While he hasn’t gone happy-clappy, in these new songs he’s a man who is only too aware of mortality and is searching for the light rather than the darkness. On the title track he casts himself as an old, sick deity who is now only in his prime in his own mind. And in a few songs, salvation comes in the form of a woman. Anyone who has seen the 2016 documentary One More Time With Feeling, or heard Cave in interviews talking about how his wife Susie dealt with the death of their son, will know that his admiration for her is huge.

So when he sings “it was my privilege to walk you home in the Sunday rain” in Frogs, or “my hand searching for your hand searching for my hand” in Final Rescue Attempt, it’s hard not to sense her presence between the lines, or to imagine the two of them clinging to each other to remain upright in the tsunami of grief that followed the loss of their son.

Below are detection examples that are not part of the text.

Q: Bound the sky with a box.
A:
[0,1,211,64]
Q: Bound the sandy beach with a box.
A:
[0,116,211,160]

Wild God is being touted as a return to the Bad Seeds’ sound of old. That’s not entirely true. Cave’s writing and the band’s sound became progressively more spectral and fragmented on Skeleton Tree (2016) and Ghosteen (2019), mainly revolving around the core of his partnership with musical foil Warren Ellis, who threw his wild man experimentalism at everything, while Cave matched him with impressionistic lyrical flights of fancy.

The new album retains some of that spirit but is more anchored. Radiohead’s Colin Greenwood provides some characteristically fluid bass lines; Cave’s stately piano playing comes back to the fore; the aforementioned choral arrangements take it back to church.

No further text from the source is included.